Последнее время трубка доставляла ему больше мучений, чем утешения. Одно только то, что невозможно достать ершики для чистки трубки, – и он опустился до рысканья по саду в поисках птичьих перьев. Он даже подкупал маленькую Лемони, чтобы та ходила на берег искать их, а это влекло за собой необходимость склонять Пелагию к приготовлению маленьких медовых пирожных, которые любила Лемони. Цепочка грозила превратиться в бесконечную и неуправляемую коррупцию. Он попытался разрубить гордиев узел, прекратив чистить трубку, но в результате пришлось вдыхать неописуемо противные, ужасно горькие и жутко склизкие комочки непрогоревшего табака. Его начинало тошнить, как бестолковую собаку, слопавшую перец «чили», смоченный в бензине; помимо всего прочего, курить такой табак – все равно что позволить дилетанту удалять воспаленные миндалины. Доктор с раздражением чувствовал, что его предали. Трубка была настоящий «Сен-Клод», он купил ее в Марселе, и предполагалось, что она будет верным другом. Конечно, она обгорела по краям, и черенок пожелтел и был обкусан, но прежде она никогда не нападала на него с такой злобой. Он оставил ее лежать на полу и вернулся к своим записям:
«Будучи сокровищем, остров со времен Одиссея стал игрушкой великих, властных, плутократичных и одиозных. Не склонные к философствованию римляне, не искушенные ни в каких искусствах, кроме управления рабами и военных завоеваний, разграбили город Сами и вырезали его население, героически сопротивлявшееся четыре месяца. Так началась долгая и прискорбная история перехода острова из рук в руки в качестве дара; в то же время он постоянно подвергался набегам корсаров со всех многочисленных уголков злонамеренного Средиземного моря. Таким образом, остров разграблялся до бесконечности, а ведь его прославленный музыкант Меламп завоевал приз Кифары на Олимпийских играх аж в 582 году до нашей эры. Со времен римлян единственной наградой нам была возможность выжить».
Доктор остановился и поднял с пола трубку, забыв, что только что отрекся от нее навсегда. Всё та же проблема: это не столько история, сколько горестное стенание. Или тирада. Или филиппика. Его поразила внезапно возникшая мысль: быть может, дело не в том, что он не умеет писать историю, а в том, что сама История невозможна. Довольный глубинным смыслом этой мысли, он вознаградил себя глубокой затяжкой из трубки, что снова вызвало неудержимый припадок мучительного кашля и чиханья.

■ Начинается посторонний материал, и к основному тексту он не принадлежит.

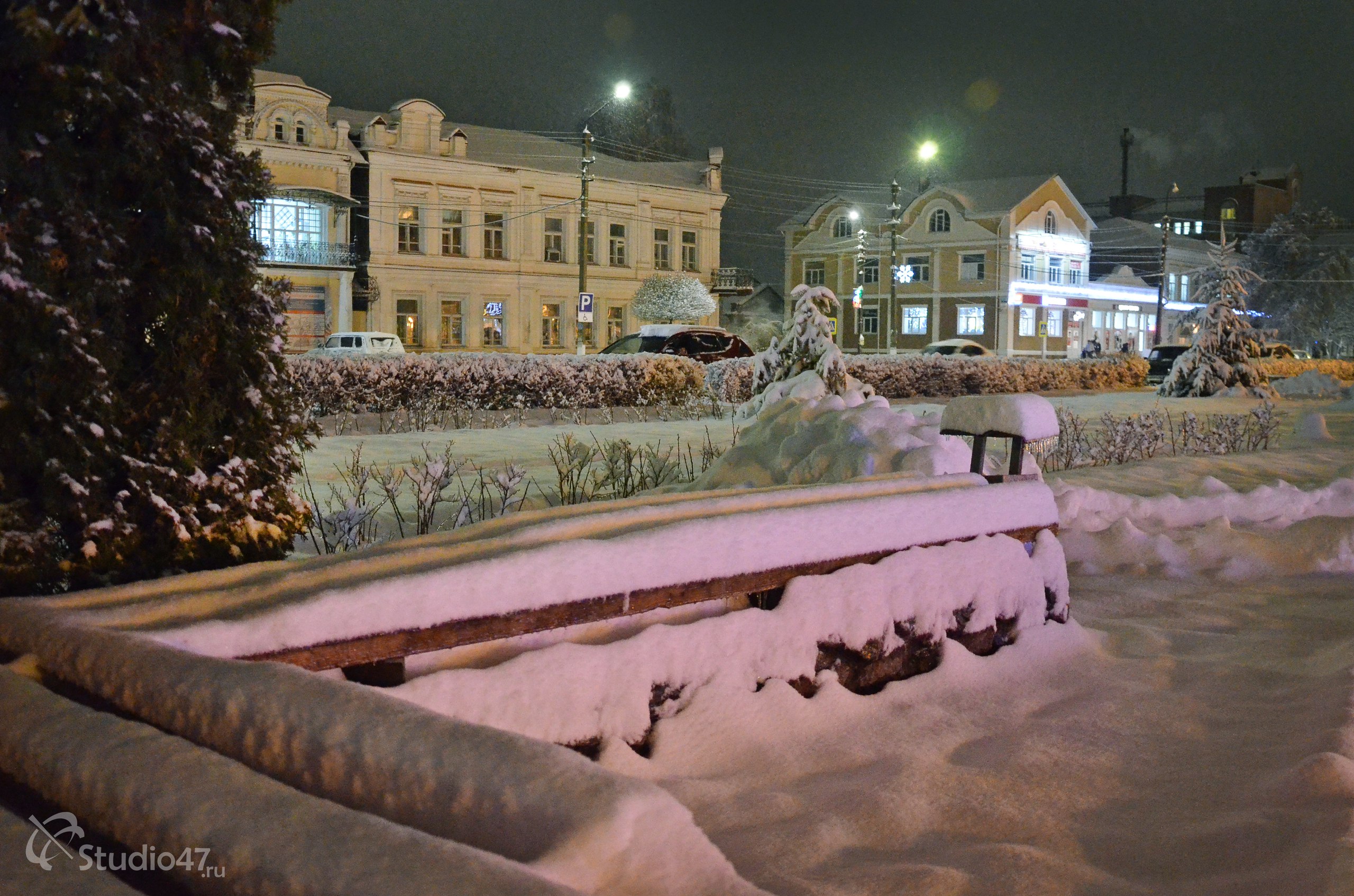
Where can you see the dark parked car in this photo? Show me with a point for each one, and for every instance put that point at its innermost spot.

Он в ярости вскочил со стула, собираясь переломить трубку пополам, и действительно чуть не сломал, но его вдруг охватило смятение. Ведь Бросить Курить – столь же невообразимо, как История. Ясно – придется достичь своего рода соглашения с трубкой. Он позвал Пелагию, тщательно выскребавшую ложкой гущу из чашек с утренним кофе, чтобы использовать ее еще раз. Ситуация с кофе была столь же ужасна, как и табачный кризис.
– Дочь, – сказал он, – разведи немного меда в бренди и смешай с этим табаком. В таком виде он просто невыносим. От него ужасно чихаешь.
Пелагия, поморщившись, взглянула на него и взяла протянутую жестянку. Она уже собралась уйти, когда отец добавил:
– Подожди, не уходи, я должен кое о чем поговорить с тобой.
Доктор и сам удивился. «О чем это я хочу поговорить с ней?» – спросил он себя. Какие-то впечатления, которые требовалось обсудить, набирались будто по крупицам, но еще не закрепились в форме мыслей.
Пелагия села напротив, прибрав выбившиеся волосы, привычно спадавшие ей на лицо, и спросила:
– В чем дело, папакис?
Доктор посмотрел на нее. Она сидела, положив руки на колени, в глазах мелькало ожидание, а на губах играла сдержанная улыбка. Ее миловидная чистота напомнила ему, что он хотел сказать. Любого настолько милого и непорочного человека, а его дочь – особенно, совершенно очевидно, можно втянуть в зловредные проступки.
– От моего внимания не укрылось, Пелагия, что ты влюбилась в капитана.
Лицо ее мгновенно залилось краской – похоже, это совершенно шокировало ее, и она начала заикаться.
– В к-капитана? – глупо повторила она.
– Да, в капитана, нашего незваного, но очаровательного гостя. Того, что играет на мандолине при лунном свете и приносит тебе итальянские сласти, которыми ты не всегда находишь нужным поделиться со своим отцом. Последний – это тот, кого ты считаешь и слепым, и тупым.
– Папакис!.. – возразила она, слишком ошеломленная, чтобы добавить к этому восклицанию хоть какое-то членораздельное завершение.
– У тебя даже шея и уши покраснели, – заметил доктор, наслаждаясь ее замешательством и нарочно подливая масла в огонь.
– Но, папакис…
Доктор бурно замахал своей трубкой.
– Нет, в самом деле, этот момент даже не стоит отрицать или обсуждать, потому что всё совершенно очевидно. Диагноз поставлен и подтвердился. Нам следует обсудить, что это означает. Кстати, мне ясно, что он тоже влюблен в тебя.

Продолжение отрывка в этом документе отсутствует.